St. Paul continues: “And you who were once estranged and hostile in mind, doing evil deeds, he has now reconciled in his fleshly body through death…” The mercy of God and reconciliation in Christ are not cheap, both require repentance and courage to accept the truth. And the criminal who had the courage to accept the truth about himself also had the courage to say to the King: “Jesus, remember me when you come into your kingdom.” It is in no way cheap to acknowledge deeply your own place in the violence and injustice in this world, as this man did. It takes courage to be humble enough to accept those hard realities about yourself. But reconciliation requires a further step—the man turned toward Jesus and his Kingdom—the Kingdom of life, of justice, of costly reconciliation—the Kingdom of the God who resurrected Jesus Christ from the dead.
And Jesus said to that man: “Amen, I tell you. Today you will be with me in Paradise.” In Paradise—the image is of a garden. God’s garden. The garden as it was before the humans seized a fruit before it was ready, thinking that they would have the power of gods, the power that is only God’s. The image of Paradise is an image of life as it should be, as it might be from the point of view of God, in Jesus who was a man from God’s own point of view. Jesus extends a welcome into that garden, to that man beside him on the cross, and to all of us who seek his Kingdom. The cost is high, but it is within the grasp of each of us. The cost is mercy, honesty, repentance, love and the courage to persist in following Christ when the temptation is high to join the scoffers.
Last Thursday night, one of our own passed from this life. Jacqueline Johnson was a gentle and quiet person. One who always sought the good of others. She was over one-hundred-and-two years old, but her mind was sharp until she went into unconsciousness about a week ago. She was one of those people who practiced graciousness as a way of life. The last time I had a good conversation with her, though she really didn’t feel like eating, she still assured me she had two cans of Ensure each day and ate whatever was given her. “I just eat very slowly,” she said.

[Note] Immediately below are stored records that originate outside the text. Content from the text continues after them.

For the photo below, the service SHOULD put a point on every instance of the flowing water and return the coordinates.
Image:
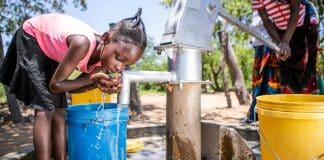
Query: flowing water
(100, 119)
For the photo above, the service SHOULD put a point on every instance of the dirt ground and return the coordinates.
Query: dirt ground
(15, 137)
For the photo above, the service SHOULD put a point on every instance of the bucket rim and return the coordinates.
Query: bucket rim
(292, 102)
(288, 115)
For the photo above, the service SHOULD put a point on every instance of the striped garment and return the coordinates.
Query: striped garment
(279, 12)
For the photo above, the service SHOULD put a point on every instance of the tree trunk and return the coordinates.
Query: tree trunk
(14, 109)
(135, 102)
(215, 77)
(224, 75)
(234, 69)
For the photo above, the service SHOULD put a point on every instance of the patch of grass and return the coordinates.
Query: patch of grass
(3, 98)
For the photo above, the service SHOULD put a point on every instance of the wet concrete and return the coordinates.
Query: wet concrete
(154, 148)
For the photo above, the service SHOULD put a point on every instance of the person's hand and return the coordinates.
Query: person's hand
(106, 83)
(284, 52)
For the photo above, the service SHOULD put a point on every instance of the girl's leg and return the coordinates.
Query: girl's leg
(59, 134)
(42, 134)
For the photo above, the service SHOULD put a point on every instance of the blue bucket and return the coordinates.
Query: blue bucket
(96, 135)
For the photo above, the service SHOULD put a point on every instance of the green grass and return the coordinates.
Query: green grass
(3, 98)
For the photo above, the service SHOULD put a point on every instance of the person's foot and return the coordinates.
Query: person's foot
(246, 120)
(313, 20)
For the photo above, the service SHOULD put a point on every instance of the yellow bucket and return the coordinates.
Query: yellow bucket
(91, 96)
(291, 126)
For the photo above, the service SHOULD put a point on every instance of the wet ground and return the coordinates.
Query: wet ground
(16, 139)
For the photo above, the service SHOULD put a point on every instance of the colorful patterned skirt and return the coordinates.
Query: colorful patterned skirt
(265, 78)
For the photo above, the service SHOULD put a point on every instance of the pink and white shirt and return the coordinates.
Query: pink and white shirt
(51, 32)
(279, 12)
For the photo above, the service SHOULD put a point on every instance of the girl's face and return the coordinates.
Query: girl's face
(117, 55)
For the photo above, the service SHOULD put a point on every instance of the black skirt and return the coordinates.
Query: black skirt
(27, 73)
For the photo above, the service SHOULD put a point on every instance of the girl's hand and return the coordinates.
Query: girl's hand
(285, 51)
(106, 83)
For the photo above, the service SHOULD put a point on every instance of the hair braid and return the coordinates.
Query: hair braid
(130, 30)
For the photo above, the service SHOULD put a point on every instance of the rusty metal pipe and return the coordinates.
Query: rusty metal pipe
(183, 106)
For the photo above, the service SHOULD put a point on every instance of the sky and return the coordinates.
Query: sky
(100, 13)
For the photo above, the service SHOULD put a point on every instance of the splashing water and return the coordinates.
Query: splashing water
(117, 125)
(104, 128)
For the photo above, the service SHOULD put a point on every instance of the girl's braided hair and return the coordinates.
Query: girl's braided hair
(130, 30)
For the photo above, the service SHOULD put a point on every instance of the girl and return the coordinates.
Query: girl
(288, 26)
(46, 50)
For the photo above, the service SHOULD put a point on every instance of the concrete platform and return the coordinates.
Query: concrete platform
(153, 136)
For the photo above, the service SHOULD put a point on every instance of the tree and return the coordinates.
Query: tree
(10, 21)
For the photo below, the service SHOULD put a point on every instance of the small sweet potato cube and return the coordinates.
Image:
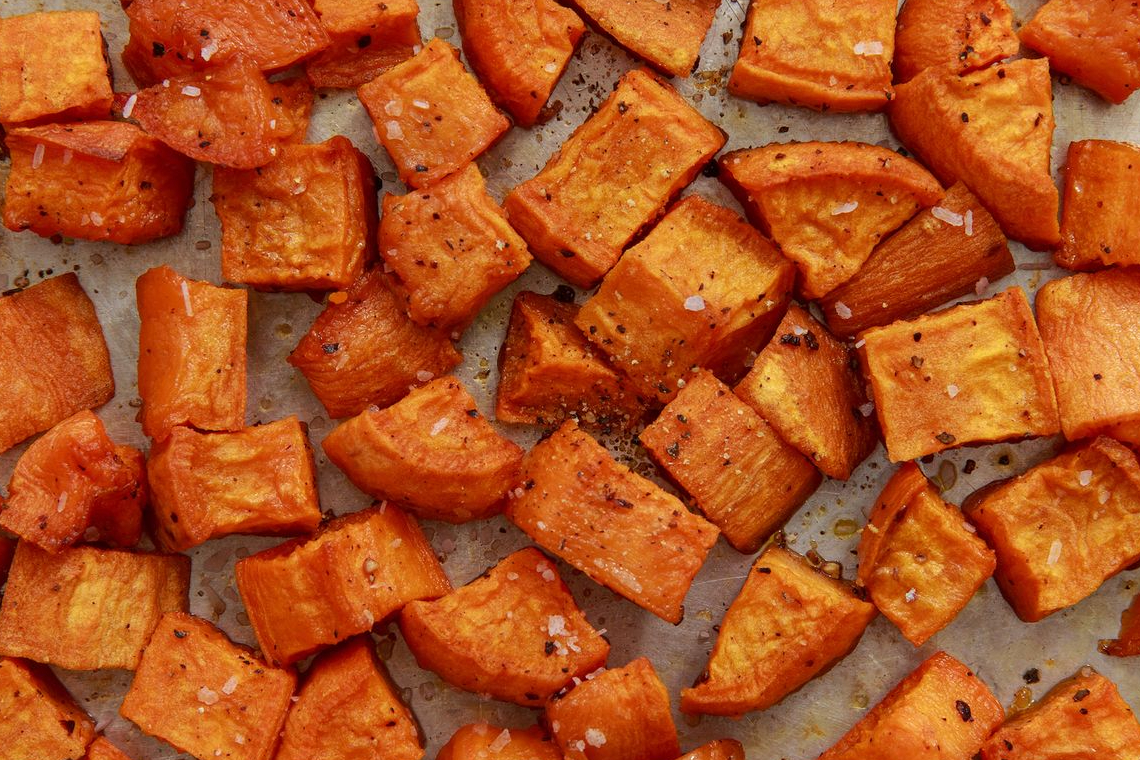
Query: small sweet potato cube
(611, 178)
(192, 353)
(942, 253)
(514, 632)
(449, 248)
(788, 624)
(971, 374)
(806, 385)
(918, 558)
(89, 609)
(357, 571)
(621, 713)
(941, 711)
(364, 351)
(742, 475)
(71, 368)
(1063, 528)
(431, 114)
(612, 524)
(431, 451)
(703, 288)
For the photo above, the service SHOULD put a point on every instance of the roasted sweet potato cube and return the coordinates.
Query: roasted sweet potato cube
(943, 253)
(431, 451)
(357, 571)
(612, 524)
(703, 288)
(611, 178)
(788, 624)
(1063, 528)
(349, 708)
(817, 54)
(449, 248)
(192, 353)
(918, 558)
(971, 374)
(621, 713)
(364, 351)
(742, 475)
(71, 368)
(514, 632)
(993, 130)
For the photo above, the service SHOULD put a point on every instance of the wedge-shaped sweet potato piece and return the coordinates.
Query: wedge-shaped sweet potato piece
(918, 558)
(788, 624)
(621, 713)
(944, 252)
(806, 385)
(518, 49)
(357, 571)
(971, 374)
(742, 475)
(514, 634)
(449, 248)
(74, 482)
(431, 451)
(613, 176)
(192, 353)
(1063, 528)
(993, 130)
(364, 351)
(70, 368)
(817, 54)
(703, 288)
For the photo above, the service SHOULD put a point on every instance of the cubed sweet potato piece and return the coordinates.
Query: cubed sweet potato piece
(971, 374)
(943, 253)
(449, 248)
(514, 632)
(742, 475)
(89, 609)
(611, 178)
(703, 288)
(431, 451)
(993, 130)
(788, 624)
(192, 353)
(806, 385)
(918, 558)
(820, 54)
(1063, 528)
(612, 524)
(518, 49)
(73, 483)
(364, 351)
(348, 708)
(357, 571)
(70, 368)
(621, 713)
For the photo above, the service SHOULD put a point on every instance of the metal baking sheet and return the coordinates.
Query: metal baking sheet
(987, 636)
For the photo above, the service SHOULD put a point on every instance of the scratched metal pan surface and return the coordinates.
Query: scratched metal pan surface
(987, 636)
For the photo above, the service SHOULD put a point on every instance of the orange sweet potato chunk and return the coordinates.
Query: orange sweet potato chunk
(192, 353)
(703, 288)
(357, 571)
(742, 475)
(618, 528)
(71, 368)
(611, 178)
(431, 451)
(788, 624)
(971, 374)
(621, 713)
(993, 130)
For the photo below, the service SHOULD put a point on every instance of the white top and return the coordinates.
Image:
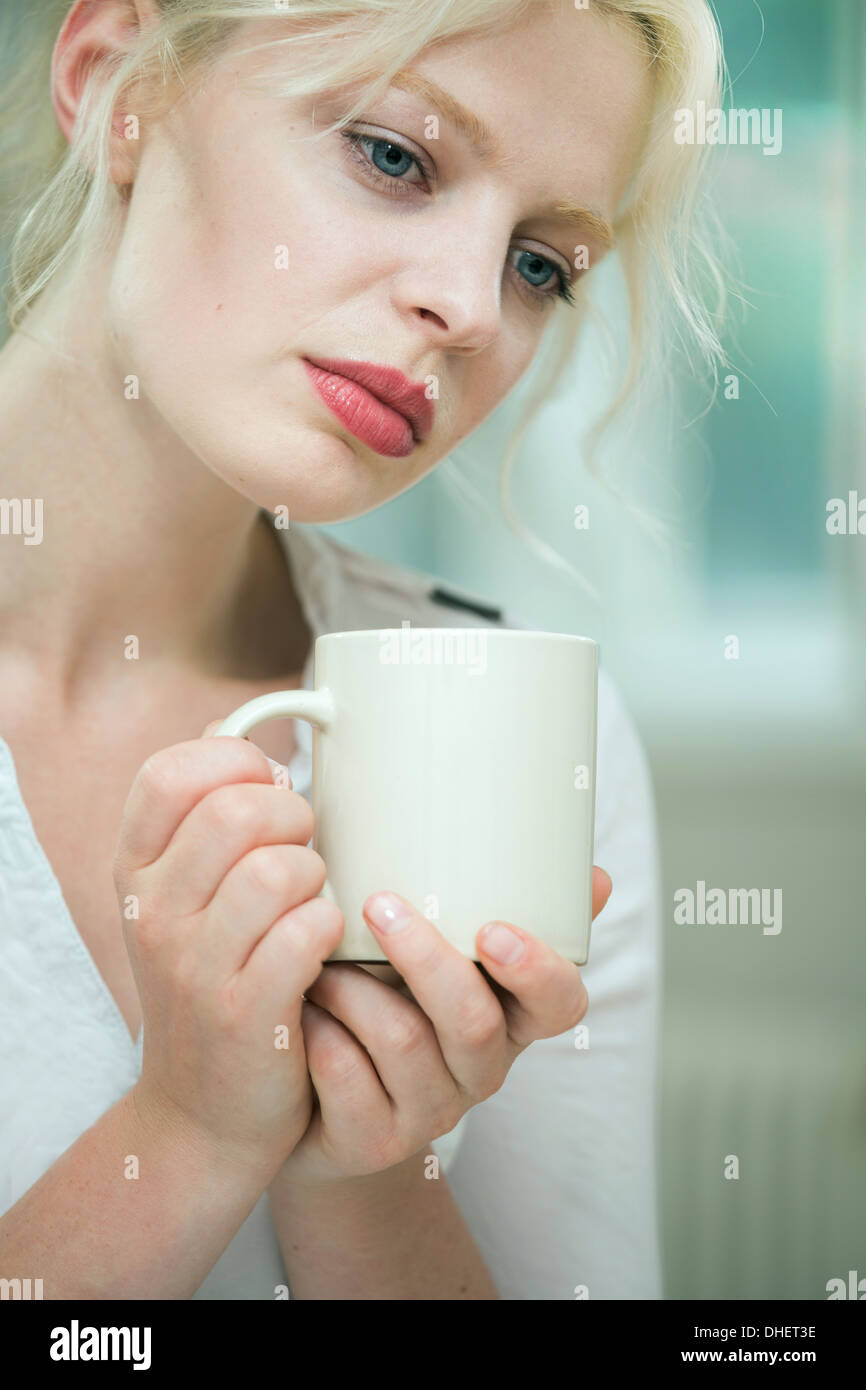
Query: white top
(555, 1173)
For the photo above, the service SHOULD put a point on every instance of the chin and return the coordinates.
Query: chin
(320, 478)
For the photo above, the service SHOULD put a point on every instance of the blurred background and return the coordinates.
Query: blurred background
(759, 761)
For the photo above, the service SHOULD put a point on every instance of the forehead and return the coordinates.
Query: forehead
(565, 93)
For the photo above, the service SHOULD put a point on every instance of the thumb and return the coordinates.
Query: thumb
(280, 770)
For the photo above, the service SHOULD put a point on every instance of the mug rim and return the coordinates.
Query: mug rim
(491, 631)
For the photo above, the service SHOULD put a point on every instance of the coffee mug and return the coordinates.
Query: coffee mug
(456, 767)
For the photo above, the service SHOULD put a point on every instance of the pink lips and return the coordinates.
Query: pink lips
(380, 405)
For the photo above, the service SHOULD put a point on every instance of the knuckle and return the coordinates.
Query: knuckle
(338, 1062)
(384, 1151)
(405, 1033)
(303, 813)
(234, 812)
(267, 869)
(478, 1022)
(445, 1116)
(580, 1007)
(314, 865)
(161, 774)
(296, 933)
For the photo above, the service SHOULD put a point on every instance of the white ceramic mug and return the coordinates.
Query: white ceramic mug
(456, 767)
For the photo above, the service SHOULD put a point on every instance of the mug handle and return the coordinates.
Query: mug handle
(316, 706)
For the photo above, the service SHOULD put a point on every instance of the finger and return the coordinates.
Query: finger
(171, 781)
(262, 887)
(289, 955)
(545, 993)
(466, 1015)
(355, 1109)
(281, 772)
(602, 887)
(401, 1040)
(225, 826)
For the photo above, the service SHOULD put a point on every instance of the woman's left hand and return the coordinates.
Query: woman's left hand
(392, 1070)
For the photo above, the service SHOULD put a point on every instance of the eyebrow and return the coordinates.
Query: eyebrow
(483, 141)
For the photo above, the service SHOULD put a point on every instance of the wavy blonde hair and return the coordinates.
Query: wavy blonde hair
(54, 196)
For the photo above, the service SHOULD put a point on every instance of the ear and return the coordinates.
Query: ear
(92, 31)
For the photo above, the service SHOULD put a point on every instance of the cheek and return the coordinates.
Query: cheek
(216, 275)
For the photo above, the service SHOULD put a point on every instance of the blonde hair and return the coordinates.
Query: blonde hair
(54, 195)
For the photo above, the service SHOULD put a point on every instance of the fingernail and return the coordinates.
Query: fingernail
(388, 912)
(502, 944)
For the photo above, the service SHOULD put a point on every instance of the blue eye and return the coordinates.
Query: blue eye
(542, 271)
(387, 164)
(385, 161)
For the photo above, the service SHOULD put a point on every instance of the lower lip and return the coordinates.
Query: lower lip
(371, 421)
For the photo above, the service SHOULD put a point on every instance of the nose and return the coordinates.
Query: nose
(452, 281)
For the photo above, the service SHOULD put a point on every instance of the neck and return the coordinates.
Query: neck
(139, 538)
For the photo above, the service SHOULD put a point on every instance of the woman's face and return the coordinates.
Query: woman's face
(246, 253)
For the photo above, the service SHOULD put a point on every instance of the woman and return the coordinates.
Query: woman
(186, 296)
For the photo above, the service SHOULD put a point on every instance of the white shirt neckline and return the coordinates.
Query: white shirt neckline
(299, 772)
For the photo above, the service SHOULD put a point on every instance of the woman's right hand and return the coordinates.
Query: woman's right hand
(230, 933)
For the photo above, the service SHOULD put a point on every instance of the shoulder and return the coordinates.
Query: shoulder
(348, 590)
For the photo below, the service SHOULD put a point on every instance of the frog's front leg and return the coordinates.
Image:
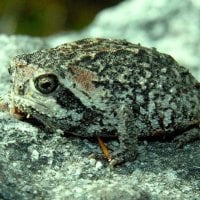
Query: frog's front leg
(127, 134)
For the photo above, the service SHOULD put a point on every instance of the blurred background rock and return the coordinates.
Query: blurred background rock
(45, 17)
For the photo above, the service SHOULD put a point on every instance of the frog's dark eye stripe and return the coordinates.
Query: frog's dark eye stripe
(46, 83)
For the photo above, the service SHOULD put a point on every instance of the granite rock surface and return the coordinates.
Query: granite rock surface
(38, 165)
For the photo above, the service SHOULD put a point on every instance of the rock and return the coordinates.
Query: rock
(171, 26)
(38, 165)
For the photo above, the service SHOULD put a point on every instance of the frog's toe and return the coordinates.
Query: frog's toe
(119, 157)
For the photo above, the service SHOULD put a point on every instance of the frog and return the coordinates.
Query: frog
(107, 88)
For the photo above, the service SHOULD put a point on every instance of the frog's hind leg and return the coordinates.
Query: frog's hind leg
(128, 138)
(188, 136)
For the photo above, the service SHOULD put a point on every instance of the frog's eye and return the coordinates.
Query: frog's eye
(46, 83)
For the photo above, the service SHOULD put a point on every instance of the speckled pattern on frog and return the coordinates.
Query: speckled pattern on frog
(107, 87)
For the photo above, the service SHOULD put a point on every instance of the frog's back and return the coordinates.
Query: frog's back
(163, 95)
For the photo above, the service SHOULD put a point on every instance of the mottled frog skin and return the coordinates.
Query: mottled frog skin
(107, 87)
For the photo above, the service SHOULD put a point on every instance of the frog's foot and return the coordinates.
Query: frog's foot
(3, 106)
(122, 155)
(187, 136)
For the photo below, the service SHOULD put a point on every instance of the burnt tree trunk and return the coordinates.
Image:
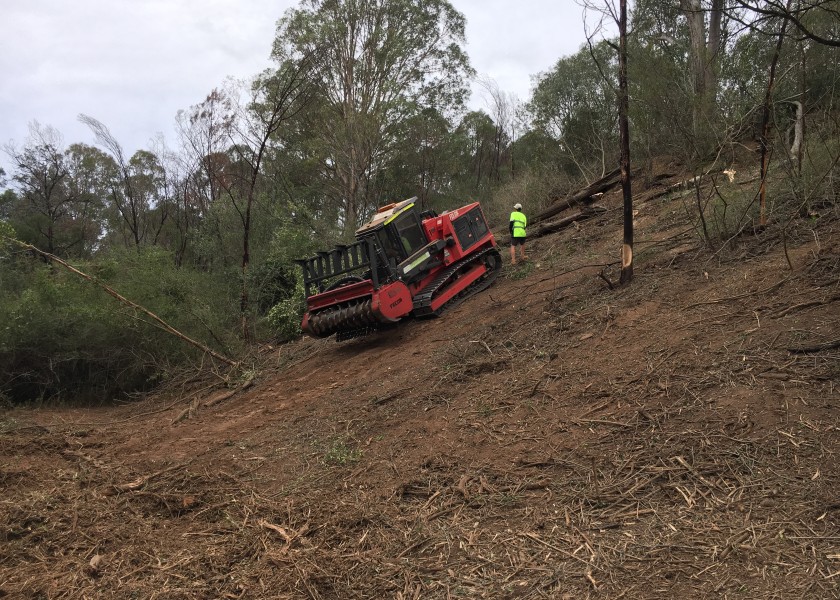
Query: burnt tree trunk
(624, 131)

She was beginning to depart this life, but she was still more concerned about others’ feelings than her own needs. A faithful person, she has passed through her struggles, from death to life. Please join me in remembering her and turn to page 499 in the Book of Common Prayer. The congregation’s words are in italics.
Give rest, O Christ, to your servant with your saints,
Where sorrow and pain are no more, neither sighing, but life everlasting.
You only are immortal, the creator and maker of mankind; and we are mortal, formed of the earth, and to earth shall we return. For so did you ordain when you created me, saying, “You are dust, and to dust you shall return.” All of us go down to the dust; yet even at the grave we make our song: Alleluia, alleluia, alleluia.
Give rest, O Christ, to your servant with your saints, where sorrow and pain are no more, neither sighing, but life everlasting.